Five Things to Do Differently to Win Ecommerce in the Long Run

Five Things to Do Differently to Win Ecommerce in the Long Run

This is an abridged version of the keynote I gave at LEAP 2022 in Riyadh.

Organisations find themselves in a rapidly evolving environment. Geopolitical disruption notwithstanding, in a market like Saudi Arabia a combination of rapid economic liberalisation, ambitious government megaprojects, and long-awaited sociocultural changes is reshaping the enterprise landscape. Compounding this are new consumer habits and attitudes mediated by technology, as demonstrated in the chart below.

Source: Consumer Trends 2022 report from The New Consumer. 

While one might expect organisations to embrace these ecommerce opportunities with an open mind, we often see the opposite. Market pressures conspire to limit executives' sense of perspective, leading to organisational tunnel vision. In their desire to fuel continuous growth, customer empathy goes out the window. After all, it is far easier to focus on how you scale your business than consider what a holistic commercial evolution would entail.

The mistake that these organisations make is that the nature of the challenges they are looking to solve require a fundamentally different approach.After all, you do not win a marathon by simply sprinting for longer – it requires different technique then when running a 100m. With that in mind, how can a business succeed in the long run given the changing environment?  This is particularly pertinent for retailers with a large store footprint.

Look Differently: Organisations' day-to-day situational awareness is no longer enough. Being able to clearly assess how the landscape is changing – looking beyond the now – is essential. For example, instead of polling your customers, analyse the population pyramids for those markets, and deep dive into what new habits, behaviours, and expectations are heading your way. Do not rely of the your existing filters and segments as this can cloud your vision.

LEAP had what was apparently the world's largest kaleidoscope. Pretty neat.

Listen Differently: How are we doing? Like a person standing in the middle of a party, trying to pick out their friends' voices, retailers are constantly trying to find feedback signals. Customer surveys are one of their primary tools. However, these limited data sets often give a skewed picture. In particular, aggregate feedback is often devoid of situational or cultural context. Enriching such data is critical if you wish to make sound decisions.

Think Differently: Maltese psychologist Edward de Bono spoke of how people get stuck in their rivers of thinking. Similarly, organisations can become so attached to products, campaigns, and physical stores, that pivoting to keep up with the customer becomes very difficult. Breaking out and embracing customer lifetime value in all of its forms across all channels is important if you care about the long-terms success of your business.

Speak Differently: Particularly in a region such as the Middle East and a complex market such as the Kingdom of Saudi Arabia, it is not enough to translate your website copy and expect success. Partnering with local talents and creating content that is truly relevant to your audience is crucial. Like in any relationship, it is difficult to establish trust and community if you do not take the time to truly understand and authentically relate to the market.

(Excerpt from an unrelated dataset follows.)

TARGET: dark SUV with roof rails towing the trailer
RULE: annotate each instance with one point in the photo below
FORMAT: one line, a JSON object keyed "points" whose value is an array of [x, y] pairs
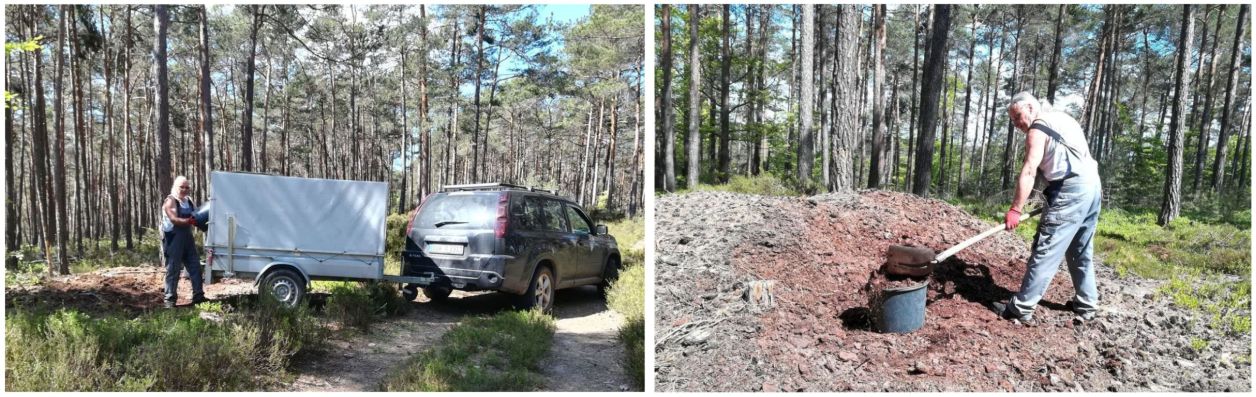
{"points": [[506, 238]]}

So much nicer to present in person than over video call. Thank you LEAP for inviting me.

Act Differently: Few reports get as much airtime in leadership meetings as those relating to the latest trends. Yet anyone doing retrospective analysis finds that many supposed trends peter out and do not make a meaningful difference over time. Therefore instead of a myriad of projects jumping on the newest bandwagon, it is prudent to focus efforts on building capabilities that will help you address true customer needs, such as improving the last mile.

As in any race, there are those who would seek shortcuts to success. However, failing to put in the hours to find the right talent and build the right culture guarantees failure. Similarly, it is important not to fall into the surrogation trap, believing that growth is good simply because it is growth. It is not enough for a business to make money – it needs to be sustainable. At the end of the day, you should run your own race, and not someone else's.

Markets across the GCC are rapidly changing both economically and socioculturally. This is putting pressure on organisations used to following a familiar retail playbook for decades. Yet by using data to look and listen differently, by updating their decision-making frameworks, and by creating sustainable value in an authentic manner, organisations can build successful ecommerce businesses and win in the long run.